Se acostumbra celebrar la Semana Santa recordando la pasión, muerte y resurrección del Señor Jesús. Es así y resulta normal en la tradición religiosa, pero también es necesario recordar a los crucificados de este mundo para darle sentido pleno a la conmemoración. En la parábola del juicio final, narrada por el evangelista Mateo, se nos dice que si se ha contribuido a disminuir el hambre, la sed, el dolor y el sufrimiento de los pobres, enfermos y encarcelados, se ha ayudado al propio Señor Jesús. En ese sentido, si en la Semana Santa se une la devoción al Dios Crucificado con la solidaridad concreta y militante para con los crucificados de este mundo, bien se podría llamar a estos siete días santos la semana de las víctimas.
Hace pocos días el país recordaba a san Óscar Romero en el aniversario de su muerte martirial. Nuestro santo es ejemplo de vivir permanentemente en unión con Cristo y con las víctimas de la historia.
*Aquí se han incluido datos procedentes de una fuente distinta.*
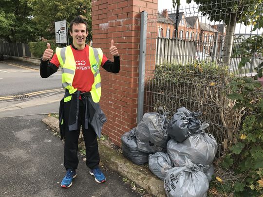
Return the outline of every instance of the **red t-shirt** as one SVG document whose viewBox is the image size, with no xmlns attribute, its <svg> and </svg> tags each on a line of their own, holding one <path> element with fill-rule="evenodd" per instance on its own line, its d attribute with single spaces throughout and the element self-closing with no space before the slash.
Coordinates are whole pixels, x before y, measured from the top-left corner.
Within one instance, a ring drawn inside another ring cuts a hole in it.
<svg viewBox="0 0 263 197">
<path fill-rule="evenodd" d="M 82 50 L 77 50 L 72 47 L 72 45 L 70 46 L 73 52 L 76 66 L 72 86 L 80 91 L 90 91 L 91 90 L 92 85 L 94 83 L 94 75 L 91 70 L 89 46 L 86 45 L 85 48 Z M 108 58 L 103 55 L 101 66 L 103 66 L 107 60 L 108 60 Z M 60 65 L 56 54 L 52 57 L 50 62 L 57 67 L 59 67 Z"/>
</svg>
A los “bien pensantes”, a los que desde la comodidad de sus vidas asumen que es natural que en el avance de la civilización y de la historia se produzcan víctimas, nunca les ha gustado monseñor Romero. Los de hace décadas pensaban que el que llamaban “obispo rojo” subvertía la estabilidad del dinero y del poder al defender a las víctimas de la opresión. En una sentida homilía, el cardenal Rosa Chávez decía hace poco que si de verdad se quiere celebrar con seriedad a monseñor, se debe cumplir con su mandato de “estar donde está el sufrimiento”. Y se apenaba de que “muchos de nosotros nos hemos acobardado, nos hemos quedado mudos, nos hemos hundido en la indiferencia” ante el dolor de los que sufren. Y llamaba a no “ser indiferentes a las condiciones en que viven muchos privados de libertad, tan semejantes a las que se vivieron en campos de concentración”.
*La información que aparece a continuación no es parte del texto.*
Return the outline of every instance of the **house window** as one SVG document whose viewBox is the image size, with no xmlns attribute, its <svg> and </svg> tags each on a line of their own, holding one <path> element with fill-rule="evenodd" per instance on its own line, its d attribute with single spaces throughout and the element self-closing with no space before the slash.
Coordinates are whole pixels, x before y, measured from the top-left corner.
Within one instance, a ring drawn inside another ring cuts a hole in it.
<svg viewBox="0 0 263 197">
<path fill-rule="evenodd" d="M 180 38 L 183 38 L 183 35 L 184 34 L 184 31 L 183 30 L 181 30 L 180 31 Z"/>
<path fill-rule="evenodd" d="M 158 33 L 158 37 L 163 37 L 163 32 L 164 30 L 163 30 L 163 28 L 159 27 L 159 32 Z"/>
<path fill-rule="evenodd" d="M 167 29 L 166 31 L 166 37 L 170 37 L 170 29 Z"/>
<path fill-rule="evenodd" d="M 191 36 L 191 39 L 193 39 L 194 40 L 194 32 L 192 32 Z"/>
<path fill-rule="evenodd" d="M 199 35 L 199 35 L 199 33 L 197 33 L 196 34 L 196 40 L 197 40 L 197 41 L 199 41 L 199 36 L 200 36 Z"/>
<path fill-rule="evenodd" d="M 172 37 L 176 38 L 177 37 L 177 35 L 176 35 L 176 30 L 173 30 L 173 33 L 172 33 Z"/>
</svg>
Es normal descansar en vacaciones, pero en la medida en que en esta semana se honra la muerte por amor del Hijo de Dios, no cabe alejarse de la realidad y negarse a reflexionar sobre la cultura nacional de violencia, que de tantas maneras se expresa en nuestros modos de hablar y de actuar, y que tanto se parece a la que justificó la crucifixión del Señor Jesús. Construir un mundo más fraterno y curar el sufrimiento, especialmente cuando nos lo producimos unos a otros, es tarea de todos. Creer que infligir dolor a quienes han hecho sufrir arregla las cosas es una idea tan maligna como ingenua. La Iglesia ha repetido hasta la saciedad, y con toda razón, que la violencia engendra violencia. Añadir sufrimiento extra, en lugar de tomar las medidas normales para evitarlo, solo abona a la cultura de la violencia y del irrespeto a la dignidad humana. Contemplar a funcionarios gloriándose de atormentar a quienes ya padecen castigo por sus delitos debería darnos vergüenza ajena.
El diálogo entre instituciones públicas y la sociedad civil, propugnado por Rosa Chávez “para revertir los efectos negativos que ha generado el régimen de excepción en un sector de la población”, resulta una exigencia ética fundamental. Despreciar el dolor ajeno, algo que caracterizó a las pandillas, jamás será una táctica efectiva para restaurar la convivencia y alcanzar seguridad.Las palabras del cardenal deberían obtener una respuesta gubernamental seria y positiva.